“I think the intention is good and we just want to make sure we handle it the right way,” Denver Police Department Division Chief of investigations Joe Montoya said.
The law allows family members or law enforcement to ask a judge to temporarily remove guns from the possession of someone deemed an extreme risk to themselves or others. If a judge agrees, law enforcement officers are tasked with the removal of those weapons leaving agencies across Colorado to figure out the best approach.
“We broke down the laws we got a firm understanding of the interpretation and we did a lot of scenarios, built out a lot of scenarios and went through the what if’s how should we do this,” Montoya said.
Chief Montoya says they have been developing their policy for months and part of their approach is understanding the controversy that surrounds the law.
“I understand why people are concerned about it especially on the gun rights side of things and it’s all in how we handle it. I think there is that general fear that we are going to be going in seizing guns at the drop of a hat and really that’s not what we want to do,” Montoya said.
Montoya believes the Denver Police Department is well prepared for the implementation of the law in 2020 but he says the real training will come with time.

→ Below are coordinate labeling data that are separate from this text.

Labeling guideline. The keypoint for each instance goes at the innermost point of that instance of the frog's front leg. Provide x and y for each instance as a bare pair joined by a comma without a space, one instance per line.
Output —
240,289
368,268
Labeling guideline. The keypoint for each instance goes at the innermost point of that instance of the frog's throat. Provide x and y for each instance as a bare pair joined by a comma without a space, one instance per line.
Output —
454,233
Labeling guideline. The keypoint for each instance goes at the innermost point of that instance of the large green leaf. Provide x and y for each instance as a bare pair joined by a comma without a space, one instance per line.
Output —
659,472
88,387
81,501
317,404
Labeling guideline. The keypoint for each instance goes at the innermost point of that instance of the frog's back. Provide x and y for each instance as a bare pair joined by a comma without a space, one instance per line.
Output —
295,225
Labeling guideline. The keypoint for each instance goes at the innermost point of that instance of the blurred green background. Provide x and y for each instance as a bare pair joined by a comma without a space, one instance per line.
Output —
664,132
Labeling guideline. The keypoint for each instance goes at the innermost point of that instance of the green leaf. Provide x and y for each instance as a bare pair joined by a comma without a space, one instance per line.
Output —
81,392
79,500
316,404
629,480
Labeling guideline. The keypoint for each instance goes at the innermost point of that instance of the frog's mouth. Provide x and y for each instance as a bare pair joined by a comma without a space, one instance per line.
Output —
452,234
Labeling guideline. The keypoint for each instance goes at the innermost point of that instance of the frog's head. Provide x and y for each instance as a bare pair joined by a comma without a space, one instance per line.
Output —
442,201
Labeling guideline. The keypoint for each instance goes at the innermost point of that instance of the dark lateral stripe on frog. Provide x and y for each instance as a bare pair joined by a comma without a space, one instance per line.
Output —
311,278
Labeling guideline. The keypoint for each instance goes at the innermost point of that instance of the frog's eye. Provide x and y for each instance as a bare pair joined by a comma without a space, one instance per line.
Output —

“It’s going to be somewhat on the job training through the year because we really don’t know what this is going to look like,” he said.
Those who oppose the law say it violates a person’s right to bear arms, and some law enforcement officials in Colorado say they will not ask for a red flag order in any circumstance and if given one by a judge they will not enforce it.
In the months since Gov. Jared Polis signed the bill into law nearly half of Colorado’s sixty-four counties have declared themselves Second Amendment sanctuaries, in protest.